Estoy consciente de haber hecho varias sugerencias a quienes acaban de competir por un lugar en la Convención Constitucional. Por ejemplo, la de no usar mascarillas con sus nombres durante la campaña, puesto que se trata de un objeto que se relaciona directamente con el temor, la enfermedad y la muerte, y que no debería ser empleado con fines publicitarios.
Pedí también suspender por momentos la campaña territorial en las calles, especialmente jingles y banderazos, como señal de respeto a la población que permanecía encerrada en sus casas largo tiempo. E insté igualmente porque la franja electoral televisiva fuera un vehículo de información antes que de propaganda.
Bueno, así es como me fue: más o menos no más, y en el caso particular de la franja, definitivamente mal. Habría que revisar ese espacio para futuras elecciones porque está ya a punto de transformarse en causa principal de la abstención electoral.
Me atrevo ahora a formular un par de nuevas exhortaciones.

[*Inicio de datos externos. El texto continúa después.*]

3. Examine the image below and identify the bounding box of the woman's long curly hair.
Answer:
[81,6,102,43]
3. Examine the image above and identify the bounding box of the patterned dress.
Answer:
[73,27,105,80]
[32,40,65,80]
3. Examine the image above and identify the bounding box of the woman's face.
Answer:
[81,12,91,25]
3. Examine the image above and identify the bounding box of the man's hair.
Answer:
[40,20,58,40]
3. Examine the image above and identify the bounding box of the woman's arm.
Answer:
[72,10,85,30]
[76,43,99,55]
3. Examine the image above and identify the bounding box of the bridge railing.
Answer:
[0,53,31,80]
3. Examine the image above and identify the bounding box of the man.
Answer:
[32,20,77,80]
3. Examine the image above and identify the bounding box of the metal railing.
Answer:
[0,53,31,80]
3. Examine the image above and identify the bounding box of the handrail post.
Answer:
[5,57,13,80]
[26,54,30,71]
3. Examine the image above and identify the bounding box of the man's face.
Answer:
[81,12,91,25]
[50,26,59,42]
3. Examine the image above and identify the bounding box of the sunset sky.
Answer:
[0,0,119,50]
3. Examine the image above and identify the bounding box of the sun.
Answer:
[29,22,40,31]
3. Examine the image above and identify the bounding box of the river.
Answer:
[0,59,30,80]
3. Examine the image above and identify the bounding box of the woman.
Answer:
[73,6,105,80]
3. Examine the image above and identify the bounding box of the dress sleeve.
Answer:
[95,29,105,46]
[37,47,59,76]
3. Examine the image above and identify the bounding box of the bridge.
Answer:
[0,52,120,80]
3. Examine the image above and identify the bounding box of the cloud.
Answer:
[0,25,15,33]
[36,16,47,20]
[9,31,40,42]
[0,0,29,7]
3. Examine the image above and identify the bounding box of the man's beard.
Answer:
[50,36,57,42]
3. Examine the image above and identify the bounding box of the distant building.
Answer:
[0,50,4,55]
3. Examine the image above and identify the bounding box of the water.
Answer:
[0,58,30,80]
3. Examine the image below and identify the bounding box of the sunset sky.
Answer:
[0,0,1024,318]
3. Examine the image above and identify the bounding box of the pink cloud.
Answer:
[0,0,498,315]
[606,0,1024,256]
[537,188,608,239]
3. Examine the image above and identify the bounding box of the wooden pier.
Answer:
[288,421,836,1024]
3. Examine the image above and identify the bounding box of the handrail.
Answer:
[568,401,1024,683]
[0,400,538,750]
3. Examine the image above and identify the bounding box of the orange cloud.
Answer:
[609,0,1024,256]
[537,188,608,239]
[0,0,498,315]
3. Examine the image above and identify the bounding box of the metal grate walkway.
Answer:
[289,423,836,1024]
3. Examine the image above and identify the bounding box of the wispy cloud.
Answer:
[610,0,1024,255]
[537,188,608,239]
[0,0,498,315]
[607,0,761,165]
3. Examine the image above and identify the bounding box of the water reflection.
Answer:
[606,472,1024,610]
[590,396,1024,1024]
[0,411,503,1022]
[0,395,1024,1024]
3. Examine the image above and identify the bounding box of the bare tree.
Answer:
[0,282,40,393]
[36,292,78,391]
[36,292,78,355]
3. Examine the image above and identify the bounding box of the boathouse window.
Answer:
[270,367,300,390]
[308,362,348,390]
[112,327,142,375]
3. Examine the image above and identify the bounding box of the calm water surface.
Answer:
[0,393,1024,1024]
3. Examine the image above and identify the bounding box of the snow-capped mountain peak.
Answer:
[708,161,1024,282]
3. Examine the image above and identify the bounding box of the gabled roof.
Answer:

Así de insistentes y obstinados podemos ser en provincia, porque tampoco tengo en este caso muchas esperanzas de convencer a quienes estarán en la Convención, salvo posiblemente a unos cuantos.
Lo primero sería descansar por algunos días —un consejo con el que sí podría tener éxito—, puesto que las campañas electorales son siempre abrumadoras para todos los candidatos y sus equipos, una especie de ruleta rusa de emociones. La prolongada recarga de compromisos, las muchas horas pasadas ante la pantalla, las imprecaciones recibidas junto a los semáforos, las frecuentes y agudas oscilaciones del ánimo y, sobre todo, la pandemia y sus exigentes protocolos, han tenido su efecto en esa parte del cuerpo que llamamos “psiquis”, y, por lo mismo, tampoco habría que descartar la idea de visitar a algún especialista que prescriba algo más que un par de días en el campo o altas dosis de vitamina B. Ese gasto médico debería poder imputarse a los gastos de campaña, porque se trataría de un clarísimo efecto de esta.
La segunda recomendación —mucho más incierta en cuanto a las probabilidades de ser aceptada por los futuros constituyentes— es parar de hablar por algún tiempo —en lo posible prolongado—, a fin de prepararse mejor para el trabajo de la Convención. Habrá solicitudes de entrevistas, por cierto, pero lo mejor sería sustraerse a ellas y menos buscarlas deliberadamente. Ya hubo una suficiente y agotadora exposición pública.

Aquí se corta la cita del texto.